Adoro le cose che scrive Gene Luen Yang. Ho divorato Dragon Hoops, la sua disamina su amanti di sport e di fumetti era quasi convincente (capitemi, il mio schieramento l’ho scelto decadi or sono, ma la dissertazione era buona e lo storytelling eccelso). Ma aspettavo al varco l’edizione di American Born Chinese, Eisner Award del 2007.
C’è parecchio spazio temporale tra questi due capisaldi della narrativa a fumetti. Ma già in questa prima opera possono percepirsi i germogli di una grande capacità di creare plot twist e tenere il lettore incollato fino all’ultima pagina.
Pur riferendosi ad un determinato gruppo di persone, Yang riesce ad essere universale e, nella sua capacità di scrittura si vanno ad incastonare gli elementi chiave di un certo modo di scrivere storie. Dovete considerare che, di fatto, le sue opere sono applaudite dalla Me Generation. Ed in quanto tali, racchiudono la capacità di raccontare storie personali, introspettive. Slice of lives, o racconti di vita vissuta, che colpiscono dritti al cuore per veridicità ed empatia.
La condizione necessaria perché tutto questo funzioni, è che sia credibile.

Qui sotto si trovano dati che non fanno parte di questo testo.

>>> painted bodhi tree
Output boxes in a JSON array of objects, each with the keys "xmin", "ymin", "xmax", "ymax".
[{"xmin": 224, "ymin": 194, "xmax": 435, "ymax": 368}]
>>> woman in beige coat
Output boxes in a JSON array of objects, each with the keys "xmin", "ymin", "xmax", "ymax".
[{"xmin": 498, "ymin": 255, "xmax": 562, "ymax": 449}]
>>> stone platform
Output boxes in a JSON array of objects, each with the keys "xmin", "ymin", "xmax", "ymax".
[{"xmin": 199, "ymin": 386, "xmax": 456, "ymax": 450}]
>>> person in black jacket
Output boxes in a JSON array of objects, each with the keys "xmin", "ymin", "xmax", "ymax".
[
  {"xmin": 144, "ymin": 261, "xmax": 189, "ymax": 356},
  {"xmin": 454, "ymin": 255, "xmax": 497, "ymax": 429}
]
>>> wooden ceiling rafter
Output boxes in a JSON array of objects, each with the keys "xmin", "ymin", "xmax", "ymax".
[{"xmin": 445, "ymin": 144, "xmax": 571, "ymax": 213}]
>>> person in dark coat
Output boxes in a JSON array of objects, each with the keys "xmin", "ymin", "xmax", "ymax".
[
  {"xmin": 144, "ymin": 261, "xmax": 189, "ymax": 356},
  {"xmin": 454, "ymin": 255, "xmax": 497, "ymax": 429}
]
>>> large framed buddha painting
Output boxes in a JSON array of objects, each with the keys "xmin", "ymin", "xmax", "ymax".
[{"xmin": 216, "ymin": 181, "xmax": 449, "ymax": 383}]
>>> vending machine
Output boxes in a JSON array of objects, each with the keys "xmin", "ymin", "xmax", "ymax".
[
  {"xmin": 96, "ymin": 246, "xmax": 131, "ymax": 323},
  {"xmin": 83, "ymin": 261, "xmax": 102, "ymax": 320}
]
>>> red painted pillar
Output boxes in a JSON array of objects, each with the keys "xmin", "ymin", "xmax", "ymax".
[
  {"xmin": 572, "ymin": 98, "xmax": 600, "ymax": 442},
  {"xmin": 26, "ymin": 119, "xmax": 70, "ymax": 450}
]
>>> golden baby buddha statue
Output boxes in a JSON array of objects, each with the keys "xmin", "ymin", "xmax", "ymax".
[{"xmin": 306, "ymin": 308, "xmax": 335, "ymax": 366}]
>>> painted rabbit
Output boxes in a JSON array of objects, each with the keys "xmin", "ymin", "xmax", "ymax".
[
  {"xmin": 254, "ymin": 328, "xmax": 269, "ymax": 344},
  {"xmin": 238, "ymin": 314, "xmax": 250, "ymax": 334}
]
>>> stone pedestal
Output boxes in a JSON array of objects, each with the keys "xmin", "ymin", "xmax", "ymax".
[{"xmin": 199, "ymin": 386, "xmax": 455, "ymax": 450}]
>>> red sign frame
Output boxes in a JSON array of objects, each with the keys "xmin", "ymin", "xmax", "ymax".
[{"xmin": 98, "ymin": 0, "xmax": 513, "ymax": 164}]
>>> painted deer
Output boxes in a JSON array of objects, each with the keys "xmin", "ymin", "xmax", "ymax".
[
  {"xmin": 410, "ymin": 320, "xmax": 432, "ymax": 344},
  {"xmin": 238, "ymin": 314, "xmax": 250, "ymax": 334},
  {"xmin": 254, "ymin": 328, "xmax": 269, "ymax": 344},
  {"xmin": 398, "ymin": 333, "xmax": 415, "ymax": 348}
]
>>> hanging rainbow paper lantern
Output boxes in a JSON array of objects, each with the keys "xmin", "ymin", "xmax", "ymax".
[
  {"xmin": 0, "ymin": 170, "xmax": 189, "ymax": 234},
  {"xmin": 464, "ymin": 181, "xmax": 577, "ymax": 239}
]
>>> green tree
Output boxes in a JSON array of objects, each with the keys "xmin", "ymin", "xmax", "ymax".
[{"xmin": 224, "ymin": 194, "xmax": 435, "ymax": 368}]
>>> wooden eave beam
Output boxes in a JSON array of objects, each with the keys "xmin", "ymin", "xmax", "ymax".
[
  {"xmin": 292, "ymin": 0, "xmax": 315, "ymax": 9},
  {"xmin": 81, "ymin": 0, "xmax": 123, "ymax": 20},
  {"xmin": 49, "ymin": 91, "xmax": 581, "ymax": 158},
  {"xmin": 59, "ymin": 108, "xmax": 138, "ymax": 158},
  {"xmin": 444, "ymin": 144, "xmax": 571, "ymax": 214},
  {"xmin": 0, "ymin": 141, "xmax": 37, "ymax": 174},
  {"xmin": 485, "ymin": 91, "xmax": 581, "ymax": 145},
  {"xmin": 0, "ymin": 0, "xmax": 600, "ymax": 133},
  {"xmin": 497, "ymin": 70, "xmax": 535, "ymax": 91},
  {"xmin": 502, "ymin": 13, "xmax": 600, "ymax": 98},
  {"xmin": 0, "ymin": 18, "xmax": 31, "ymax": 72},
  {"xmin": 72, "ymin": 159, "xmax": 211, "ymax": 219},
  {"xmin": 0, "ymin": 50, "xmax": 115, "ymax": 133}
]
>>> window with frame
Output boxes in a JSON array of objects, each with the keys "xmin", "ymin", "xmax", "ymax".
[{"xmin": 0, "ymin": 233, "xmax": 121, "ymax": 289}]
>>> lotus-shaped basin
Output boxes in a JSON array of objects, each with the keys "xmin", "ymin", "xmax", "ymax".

Non ci si può inventare di essere depressi o emarginati. Deve essere una cosa che ti è cresciuta sotto pelle. Che invece di farti impazzire ti ha portato a metterti in gioco e a raccontare te stesso. Ed è in momenti come questo che la semplicità si complica, bisogna aggiunge un substrato di preparazione e storytelling quanto basta.
Prendete ad esempio questo American Born Chinese. Apparentemente racconta la storia di un ragazzo cinese, americano di prima generazione e della sua difficoltà di integrarsi in una classica comunità wasp (non credo sia un caso che compaiono pochissime persone di colore nelle pagine del racconto). La struttura della storia è basata su un intreccio narrativo che vede intervallarsi questo arco ad altri due. Uno che non è altro se non la narrazione del Sengoku (si proprio quella fiaba che ha ispirato Dragonball, lo scimmiotto sulla mano di Buddha) ed un altro che racconta una storia di integrazione ancora più iperbolica con protagonista un bizzarro cugino che incarna alla perfezione tutti gli stereotipi che la cultura occidentale ha saputo attribuire ai ragazzi provenienti dalla Cina.
Apparentemente sono tre store slegate. Messe assieme in modo così incoerente che si arriva ad un punto, a circa tre quarti di libro, che viene da chiedersi il perché di questo bizzarro elemento narrativo e cosa, esattamente, voglia provare. È la il momento in cui si deve saper pazientare, perché in un gioco molto più veloce dell’occhio che lo accompagna, Gene Luen Yang ci mostra la connessione e tutto, incredibilmente, diventa una complessa storia iperconnessa sin dalla prima pagina.
Il tema della accettazione, della mimesi, perfino della trasformazione, viene toccato con puntualità e leggerezza permettendoci di farci capire come, ancora oggi, essere accettati è tanto necessario quanto difficile.
Ancora una volta, con semplicità ed eleganza narrativa. E con la trasmissione di un messaggio semplice, eppure mai banale che punta ad evidenziare come non ci si debba mai vergognare delle proprie origini e che anzi, in determinati casi, rappresentino la nostra forza.
Ve la sto raccontando più banale di come è. America born chinese invece merita tutti gli elogi che ha ricevuto perché riesce a provare il punto con una precisione stilistica assolutamente invidiabile.
Graficamente, siamo dalle parti di un segno preciso ma stilizzato. Colorazioni leggere, quasi pastello, ed uno studio dello spazio della pagina forse n po’ acerbo ma interessante. E sicuramente funzionale alla storia.
In ultima analisi vanno i complimenti a Tunuè per la resa del volume, perfetto in ogni suo dettaglio grafico e magnificamente impaginato.
Una storia piacevole, raccontata con maestria, ma senza dimenticare, mai, davvero mai, la leggerezza.